Customizing Deployments

The fly launch command sets you up with a useful starting point, but you can customize just about everything to meet your needs. Here’s a few things that might be useful to know.

Startup Scripts

The fly launch command generated a .fly/scripts directory. Any file in here ending in .sh will run (via bash) anytime your application is started.

These scripts are called from the Docker ENTRYPOINT script (.fly/entrypoint.sh) before anything else is ran.

By default, fly launch generates a startup script .fly/scripts/caches.sh, which runs various artisan cache commands such as config:cache, route:cache, and view:cache.

You can enable or disable those as you see fit, as well as add your own .sh scripts!

Release Command

You may want to use the release_command to perform database migrations or other tasks.
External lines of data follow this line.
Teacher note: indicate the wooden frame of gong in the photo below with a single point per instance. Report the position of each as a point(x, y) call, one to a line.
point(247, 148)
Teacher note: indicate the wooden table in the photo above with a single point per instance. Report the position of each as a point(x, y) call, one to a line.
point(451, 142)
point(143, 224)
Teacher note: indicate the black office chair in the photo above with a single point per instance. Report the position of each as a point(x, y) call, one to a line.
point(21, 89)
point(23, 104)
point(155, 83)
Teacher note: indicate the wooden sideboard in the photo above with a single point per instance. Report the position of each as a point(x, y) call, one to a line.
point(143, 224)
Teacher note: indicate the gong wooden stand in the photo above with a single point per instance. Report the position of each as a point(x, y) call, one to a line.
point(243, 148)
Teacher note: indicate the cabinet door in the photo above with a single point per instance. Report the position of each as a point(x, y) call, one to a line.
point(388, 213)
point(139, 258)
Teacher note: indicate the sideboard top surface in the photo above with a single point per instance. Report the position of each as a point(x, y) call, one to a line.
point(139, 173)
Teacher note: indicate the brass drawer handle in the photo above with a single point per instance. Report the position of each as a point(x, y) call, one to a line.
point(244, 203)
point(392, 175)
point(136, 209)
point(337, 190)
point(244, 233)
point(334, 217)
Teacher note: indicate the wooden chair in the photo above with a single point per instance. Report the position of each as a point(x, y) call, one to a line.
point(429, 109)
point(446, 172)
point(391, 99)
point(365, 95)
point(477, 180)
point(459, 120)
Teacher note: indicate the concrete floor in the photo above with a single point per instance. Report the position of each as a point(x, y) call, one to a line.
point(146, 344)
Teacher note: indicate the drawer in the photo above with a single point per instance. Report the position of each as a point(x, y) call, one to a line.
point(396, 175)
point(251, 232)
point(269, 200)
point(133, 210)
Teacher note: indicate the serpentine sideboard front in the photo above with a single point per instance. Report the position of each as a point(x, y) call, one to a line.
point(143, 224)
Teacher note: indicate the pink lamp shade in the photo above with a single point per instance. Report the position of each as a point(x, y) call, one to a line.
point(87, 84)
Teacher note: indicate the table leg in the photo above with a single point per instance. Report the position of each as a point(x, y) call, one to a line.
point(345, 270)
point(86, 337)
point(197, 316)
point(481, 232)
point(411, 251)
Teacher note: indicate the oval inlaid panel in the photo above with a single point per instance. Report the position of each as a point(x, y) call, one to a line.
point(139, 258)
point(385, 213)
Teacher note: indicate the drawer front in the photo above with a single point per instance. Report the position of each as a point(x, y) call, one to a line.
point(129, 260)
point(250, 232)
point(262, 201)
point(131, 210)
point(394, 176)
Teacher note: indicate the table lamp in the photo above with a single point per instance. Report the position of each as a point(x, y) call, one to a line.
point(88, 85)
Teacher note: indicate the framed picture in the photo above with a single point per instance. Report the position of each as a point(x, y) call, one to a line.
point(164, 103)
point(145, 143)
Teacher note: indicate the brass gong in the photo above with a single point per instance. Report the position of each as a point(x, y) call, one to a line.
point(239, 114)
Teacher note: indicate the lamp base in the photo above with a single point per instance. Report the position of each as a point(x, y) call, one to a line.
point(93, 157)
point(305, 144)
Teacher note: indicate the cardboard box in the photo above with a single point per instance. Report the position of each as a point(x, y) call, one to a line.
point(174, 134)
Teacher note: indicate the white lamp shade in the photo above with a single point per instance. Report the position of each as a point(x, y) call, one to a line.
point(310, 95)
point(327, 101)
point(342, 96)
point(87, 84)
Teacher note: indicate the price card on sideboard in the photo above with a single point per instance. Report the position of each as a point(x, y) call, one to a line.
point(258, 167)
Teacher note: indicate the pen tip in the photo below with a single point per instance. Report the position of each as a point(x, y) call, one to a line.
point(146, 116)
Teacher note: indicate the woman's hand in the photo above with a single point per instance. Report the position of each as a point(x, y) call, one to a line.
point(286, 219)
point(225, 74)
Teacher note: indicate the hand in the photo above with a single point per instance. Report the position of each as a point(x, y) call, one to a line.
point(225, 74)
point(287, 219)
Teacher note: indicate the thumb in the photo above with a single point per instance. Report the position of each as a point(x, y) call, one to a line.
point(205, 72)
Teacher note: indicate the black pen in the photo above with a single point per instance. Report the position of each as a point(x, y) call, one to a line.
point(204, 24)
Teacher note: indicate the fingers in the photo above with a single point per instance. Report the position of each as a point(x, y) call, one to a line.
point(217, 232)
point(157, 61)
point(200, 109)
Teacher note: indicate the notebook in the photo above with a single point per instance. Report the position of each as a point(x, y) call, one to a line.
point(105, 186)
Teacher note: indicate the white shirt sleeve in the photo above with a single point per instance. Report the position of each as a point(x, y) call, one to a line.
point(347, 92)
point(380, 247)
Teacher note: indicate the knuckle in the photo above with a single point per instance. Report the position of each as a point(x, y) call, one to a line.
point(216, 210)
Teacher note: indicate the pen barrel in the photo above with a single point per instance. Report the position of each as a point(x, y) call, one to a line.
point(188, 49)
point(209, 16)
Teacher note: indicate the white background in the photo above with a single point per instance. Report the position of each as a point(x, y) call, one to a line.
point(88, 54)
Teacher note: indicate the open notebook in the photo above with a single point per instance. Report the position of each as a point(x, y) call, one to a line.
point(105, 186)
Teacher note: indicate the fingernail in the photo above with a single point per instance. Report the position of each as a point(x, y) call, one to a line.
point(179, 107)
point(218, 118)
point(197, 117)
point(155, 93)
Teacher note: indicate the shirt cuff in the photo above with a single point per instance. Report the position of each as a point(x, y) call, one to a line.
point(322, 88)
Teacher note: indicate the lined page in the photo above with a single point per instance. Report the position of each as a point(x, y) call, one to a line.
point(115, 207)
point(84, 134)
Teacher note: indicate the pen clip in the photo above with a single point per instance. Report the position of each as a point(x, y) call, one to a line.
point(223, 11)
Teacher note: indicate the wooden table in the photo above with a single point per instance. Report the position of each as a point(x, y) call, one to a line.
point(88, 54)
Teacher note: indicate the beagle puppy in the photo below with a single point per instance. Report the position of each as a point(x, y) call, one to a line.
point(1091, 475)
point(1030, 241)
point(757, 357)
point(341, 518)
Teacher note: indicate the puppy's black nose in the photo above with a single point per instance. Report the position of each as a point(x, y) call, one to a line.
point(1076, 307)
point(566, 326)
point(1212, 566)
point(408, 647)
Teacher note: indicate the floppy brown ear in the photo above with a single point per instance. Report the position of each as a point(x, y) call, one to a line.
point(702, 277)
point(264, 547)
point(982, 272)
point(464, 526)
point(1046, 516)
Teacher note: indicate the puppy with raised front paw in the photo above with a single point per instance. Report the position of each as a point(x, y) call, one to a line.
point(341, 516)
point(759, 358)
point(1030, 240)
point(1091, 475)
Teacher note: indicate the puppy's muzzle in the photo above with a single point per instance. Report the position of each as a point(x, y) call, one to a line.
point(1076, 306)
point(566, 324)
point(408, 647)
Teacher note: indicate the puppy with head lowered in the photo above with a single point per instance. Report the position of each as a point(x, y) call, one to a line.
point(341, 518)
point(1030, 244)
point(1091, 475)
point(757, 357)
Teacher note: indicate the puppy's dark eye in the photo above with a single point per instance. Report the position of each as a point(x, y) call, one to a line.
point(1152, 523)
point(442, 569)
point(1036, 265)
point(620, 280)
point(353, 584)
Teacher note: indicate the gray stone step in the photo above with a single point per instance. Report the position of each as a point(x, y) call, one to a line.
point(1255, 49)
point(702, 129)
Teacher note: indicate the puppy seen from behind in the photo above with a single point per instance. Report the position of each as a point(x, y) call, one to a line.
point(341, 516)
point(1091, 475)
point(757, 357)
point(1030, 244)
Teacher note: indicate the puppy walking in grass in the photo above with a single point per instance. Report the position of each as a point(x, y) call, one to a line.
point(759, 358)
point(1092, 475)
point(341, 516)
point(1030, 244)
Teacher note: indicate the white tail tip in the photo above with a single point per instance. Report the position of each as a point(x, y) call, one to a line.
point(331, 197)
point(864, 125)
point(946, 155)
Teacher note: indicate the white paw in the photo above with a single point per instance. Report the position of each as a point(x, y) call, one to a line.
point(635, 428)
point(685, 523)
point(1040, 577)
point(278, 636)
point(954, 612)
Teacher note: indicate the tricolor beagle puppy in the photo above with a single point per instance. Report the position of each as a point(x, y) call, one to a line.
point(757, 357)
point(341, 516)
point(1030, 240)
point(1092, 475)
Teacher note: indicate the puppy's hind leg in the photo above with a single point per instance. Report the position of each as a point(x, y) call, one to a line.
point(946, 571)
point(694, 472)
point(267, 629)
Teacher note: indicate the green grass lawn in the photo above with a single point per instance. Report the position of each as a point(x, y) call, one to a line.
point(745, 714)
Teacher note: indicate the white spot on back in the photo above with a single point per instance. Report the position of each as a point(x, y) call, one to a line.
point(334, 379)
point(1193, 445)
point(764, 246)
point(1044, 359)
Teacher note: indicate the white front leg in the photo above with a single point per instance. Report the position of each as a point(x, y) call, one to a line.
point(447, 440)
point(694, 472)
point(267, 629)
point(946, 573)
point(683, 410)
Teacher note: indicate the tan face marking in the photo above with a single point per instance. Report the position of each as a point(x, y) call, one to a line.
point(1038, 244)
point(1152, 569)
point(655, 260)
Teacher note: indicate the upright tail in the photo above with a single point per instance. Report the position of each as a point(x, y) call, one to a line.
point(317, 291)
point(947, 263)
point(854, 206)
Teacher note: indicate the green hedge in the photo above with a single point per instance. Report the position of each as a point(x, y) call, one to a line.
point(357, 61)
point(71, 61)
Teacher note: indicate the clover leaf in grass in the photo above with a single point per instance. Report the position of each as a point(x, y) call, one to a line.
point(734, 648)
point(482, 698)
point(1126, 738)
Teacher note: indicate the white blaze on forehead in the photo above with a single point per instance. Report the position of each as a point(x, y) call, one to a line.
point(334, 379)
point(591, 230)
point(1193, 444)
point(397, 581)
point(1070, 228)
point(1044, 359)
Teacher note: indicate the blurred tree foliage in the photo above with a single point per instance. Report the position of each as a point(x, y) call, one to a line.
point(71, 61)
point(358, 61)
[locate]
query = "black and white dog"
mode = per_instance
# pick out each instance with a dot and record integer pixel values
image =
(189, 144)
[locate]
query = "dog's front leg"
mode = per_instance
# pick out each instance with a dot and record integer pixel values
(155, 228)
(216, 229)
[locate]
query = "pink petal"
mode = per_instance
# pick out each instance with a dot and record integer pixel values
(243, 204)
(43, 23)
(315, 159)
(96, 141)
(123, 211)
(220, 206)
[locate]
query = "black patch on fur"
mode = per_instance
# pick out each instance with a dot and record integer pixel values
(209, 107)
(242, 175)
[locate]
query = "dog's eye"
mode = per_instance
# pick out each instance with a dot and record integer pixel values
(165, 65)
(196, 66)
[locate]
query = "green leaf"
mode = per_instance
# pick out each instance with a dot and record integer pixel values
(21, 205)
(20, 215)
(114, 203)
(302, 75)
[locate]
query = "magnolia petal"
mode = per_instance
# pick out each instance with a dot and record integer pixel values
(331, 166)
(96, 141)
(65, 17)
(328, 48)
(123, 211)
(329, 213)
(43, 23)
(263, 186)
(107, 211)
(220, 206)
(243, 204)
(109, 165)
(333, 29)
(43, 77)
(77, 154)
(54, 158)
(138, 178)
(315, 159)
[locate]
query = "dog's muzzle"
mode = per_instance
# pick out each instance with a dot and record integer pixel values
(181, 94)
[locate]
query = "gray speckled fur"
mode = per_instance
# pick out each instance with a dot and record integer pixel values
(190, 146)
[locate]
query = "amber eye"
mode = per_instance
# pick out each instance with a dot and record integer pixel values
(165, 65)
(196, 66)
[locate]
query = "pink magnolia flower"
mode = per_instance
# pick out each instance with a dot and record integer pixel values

The release command is run in a temporary VM that is created just before your application is deployed and released. Keep in mind that this temporary VM doesn’t have access to volumes. This potentially helps with zero-downtime deploys.

Note, however, that any Startup Script in .fly/scripts will also be run when a release_command is used.

If you need a startup script to do something (or NOT do something) during a release command, your scripts can detect the presence of the RELEASE_COMMAND environment variable.

if [ -z "$RELEASE_COMMAND" ]; then
    # We are NOT in a temporary VM, run as normal...
else
    # We are in the temporary VM created
    # for release commands...
fi

Note that release commands run in a temporary VM. Any file-based changes done in the release command (such as artisan view:cache) will be lost when the release command is completed. The subsequently deployed application is a totally different VM. Commands that result in file-based changes (such as artisan view:cache) is best run as a Startup Script.